Former Australian women’s team captain, Meg Lanning, has revealed that depression and under-fuelling were the reasons behind her early retirement. The most successful captain in the history of women’s cricket took the cricketing world by surprise with her sudden retirement announcement in November last year.
While speaking on the Howie Games Podcast, Meg Lanning said that exercising obsessively and not having enough food deteriorated her health to a great extent. However, Lanning took a six-month break from cricket after winning the Commonwealth Games in 2022. Later, she returned to cricket and led Australia to a T20 World Cup win in February 2023 as well but chose to pull out from the Ashes 2023 for untold medical reasons.
“I was over exercising and under fuelling. I got to the point where I was doing about 85-90 km a week. I was in denial. It became a bit of ‘I am going to show you’ sort of thing,” Lanning told Mark Howard. “It sort of just spiralled. I was not in a place to be able to go on tour and play cricket and give the commitment levels required for that Ashes series mentally and physically.
“I got down to about 57kgs from 64kgs. The ratios were out of whack a lot. I did not realise (it affected) my ability to concentrate. I didn’t really want to see other people. I disengaged a lot from friends and family. It was just all out of whack and I kept sliding. At some point, it’s got to stop. I felt very out of control in terms of what my future looked like: ‘If it’s not cricket, what does life look like if I am not playing?’,” she further shared.

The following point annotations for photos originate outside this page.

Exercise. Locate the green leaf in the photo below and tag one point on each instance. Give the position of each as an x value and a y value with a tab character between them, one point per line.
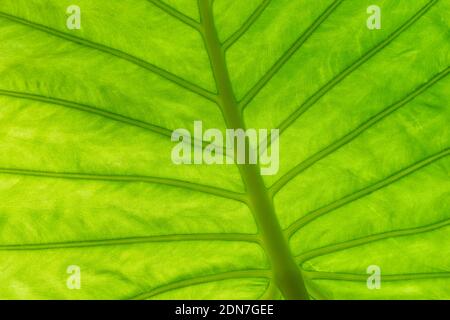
86	177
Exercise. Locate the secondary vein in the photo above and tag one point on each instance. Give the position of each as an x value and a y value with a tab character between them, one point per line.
231	195
300	223
117	53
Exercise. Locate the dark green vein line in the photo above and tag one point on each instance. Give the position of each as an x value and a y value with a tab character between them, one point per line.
369	239
363	192
266	291
89	109
204	279
286	273
102	113
176	14
287	55
128	178
117	53
132	241
280	183
341	76
315	275
247	24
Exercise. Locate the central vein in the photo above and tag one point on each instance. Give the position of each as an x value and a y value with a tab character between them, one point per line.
286	273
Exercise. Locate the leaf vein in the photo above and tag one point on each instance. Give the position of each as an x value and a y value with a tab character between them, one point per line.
117	53
231	195
300	223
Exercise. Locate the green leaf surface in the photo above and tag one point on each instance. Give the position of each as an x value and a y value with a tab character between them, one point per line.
86	177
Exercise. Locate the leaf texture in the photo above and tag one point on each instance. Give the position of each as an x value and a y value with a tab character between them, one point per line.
86	177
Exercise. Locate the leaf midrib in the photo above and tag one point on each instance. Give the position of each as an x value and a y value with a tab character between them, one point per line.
286	273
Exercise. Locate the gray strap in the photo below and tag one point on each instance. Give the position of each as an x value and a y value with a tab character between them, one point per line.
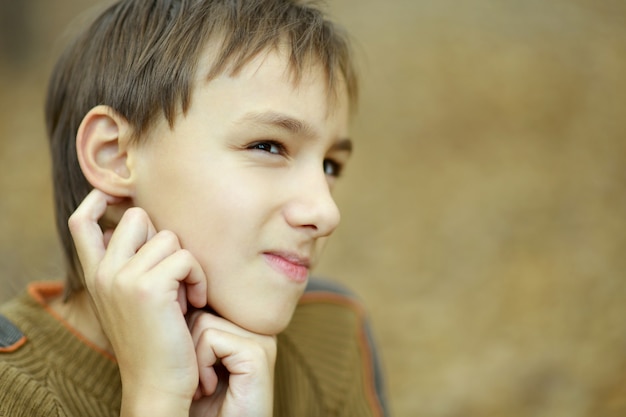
9	334
324	285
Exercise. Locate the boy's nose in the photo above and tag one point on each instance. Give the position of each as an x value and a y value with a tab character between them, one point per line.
312	205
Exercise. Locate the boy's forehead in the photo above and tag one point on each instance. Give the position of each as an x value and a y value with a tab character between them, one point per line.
272	59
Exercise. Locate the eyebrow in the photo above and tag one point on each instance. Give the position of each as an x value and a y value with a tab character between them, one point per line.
292	125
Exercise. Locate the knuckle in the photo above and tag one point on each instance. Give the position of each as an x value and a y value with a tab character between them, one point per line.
168	238
134	214
74	221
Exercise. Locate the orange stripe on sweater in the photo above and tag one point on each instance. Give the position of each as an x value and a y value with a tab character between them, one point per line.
366	349
40	291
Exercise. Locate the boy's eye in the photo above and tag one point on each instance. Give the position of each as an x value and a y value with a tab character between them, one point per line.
332	168
269	146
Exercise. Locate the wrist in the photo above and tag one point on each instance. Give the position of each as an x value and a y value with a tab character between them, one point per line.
141	401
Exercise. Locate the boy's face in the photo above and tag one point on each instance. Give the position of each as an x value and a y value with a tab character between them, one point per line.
244	179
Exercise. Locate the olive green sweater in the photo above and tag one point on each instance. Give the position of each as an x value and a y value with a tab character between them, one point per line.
324	366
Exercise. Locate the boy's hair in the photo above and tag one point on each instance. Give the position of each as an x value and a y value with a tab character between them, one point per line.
140	58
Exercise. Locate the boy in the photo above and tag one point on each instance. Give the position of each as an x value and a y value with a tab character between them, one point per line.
195	145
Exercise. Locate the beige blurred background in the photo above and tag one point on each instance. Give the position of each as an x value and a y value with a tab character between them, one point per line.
483	213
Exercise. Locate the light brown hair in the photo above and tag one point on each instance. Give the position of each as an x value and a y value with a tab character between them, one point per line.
140	58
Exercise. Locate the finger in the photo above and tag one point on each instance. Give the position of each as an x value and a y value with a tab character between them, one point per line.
131	233
84	228
242	357
201	320
181	267
149	255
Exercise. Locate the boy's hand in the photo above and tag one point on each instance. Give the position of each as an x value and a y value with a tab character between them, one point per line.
236	368
139	282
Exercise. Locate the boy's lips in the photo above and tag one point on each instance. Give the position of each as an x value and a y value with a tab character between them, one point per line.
294	266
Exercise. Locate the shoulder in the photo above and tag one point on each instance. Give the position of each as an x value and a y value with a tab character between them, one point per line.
328	355
23	391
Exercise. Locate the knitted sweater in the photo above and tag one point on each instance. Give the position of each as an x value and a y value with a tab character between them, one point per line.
324	365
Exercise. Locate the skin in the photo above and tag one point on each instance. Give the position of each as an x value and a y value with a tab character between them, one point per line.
229	209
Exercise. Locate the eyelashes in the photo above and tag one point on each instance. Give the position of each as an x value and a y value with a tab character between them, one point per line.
331	167
269	146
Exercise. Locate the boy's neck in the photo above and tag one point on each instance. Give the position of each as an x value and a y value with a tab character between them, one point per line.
79	314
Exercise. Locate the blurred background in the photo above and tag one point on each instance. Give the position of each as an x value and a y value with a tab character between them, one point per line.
483	212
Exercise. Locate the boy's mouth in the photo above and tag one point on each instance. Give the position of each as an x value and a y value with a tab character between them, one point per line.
294	266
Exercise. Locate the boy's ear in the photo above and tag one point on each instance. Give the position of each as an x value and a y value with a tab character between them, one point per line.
102	144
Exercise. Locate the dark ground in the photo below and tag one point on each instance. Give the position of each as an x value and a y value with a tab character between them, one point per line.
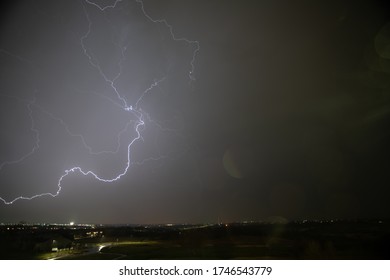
299	240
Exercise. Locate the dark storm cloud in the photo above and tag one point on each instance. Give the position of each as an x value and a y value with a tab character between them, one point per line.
287	117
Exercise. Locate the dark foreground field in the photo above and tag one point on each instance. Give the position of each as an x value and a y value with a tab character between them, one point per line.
309	240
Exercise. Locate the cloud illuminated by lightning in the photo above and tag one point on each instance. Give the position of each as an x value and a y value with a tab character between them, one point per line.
135	110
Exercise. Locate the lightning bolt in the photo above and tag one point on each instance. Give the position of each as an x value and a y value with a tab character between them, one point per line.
135	110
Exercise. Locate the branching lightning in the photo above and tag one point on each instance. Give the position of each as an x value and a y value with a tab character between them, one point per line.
135	110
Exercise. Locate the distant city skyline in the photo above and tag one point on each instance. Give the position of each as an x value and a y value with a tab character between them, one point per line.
157	112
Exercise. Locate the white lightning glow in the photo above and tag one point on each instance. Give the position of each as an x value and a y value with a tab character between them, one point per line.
135	110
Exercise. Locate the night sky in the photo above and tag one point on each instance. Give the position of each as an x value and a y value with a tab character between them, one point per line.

“It was a bit of my coping mechanism, I’d love just chucking the headphones in and going for a run,” she said. “I could escape mentally, I’d throw the headphones and I wouldn’t take my phone with me. I’d just have my Apple Watch on for some music, so nobody could contact me. It became an obsession, I could escape mentally, no one could contact me, and I felt like I was in control. “Initially it didn’t start off as a deliberate thing, it just became a bit of a new normal.”
“But it slowly crept into conscious decisions because essentially I felt good, I was light, I could run heaps and I wasn’t getting injured like everybody was telling me I was going to. World Cup, WPL last year probably was when I was getting a little bit out of control in terms of the obsessive side of what I was doing. I don’t sit still normally but it was just like no days off, can’t eat your meal until you’ve gone for a big run. That’s when it took hold a fair bit,” Meg Lanning again added.
Lanning also shared her struggles with insomnia and how lack of sleep had a major impact on her as well.
“I dreaded night time because I knew I would go to bed and not be able to sleep,” she said. “That would make me so mad. I would just get more angry with myself. If you can’t sleep, you can’t do anything. No matter what was happening, I was always able to perform. (But) it had become a bit of autopilot,” Meg Lanning concluded.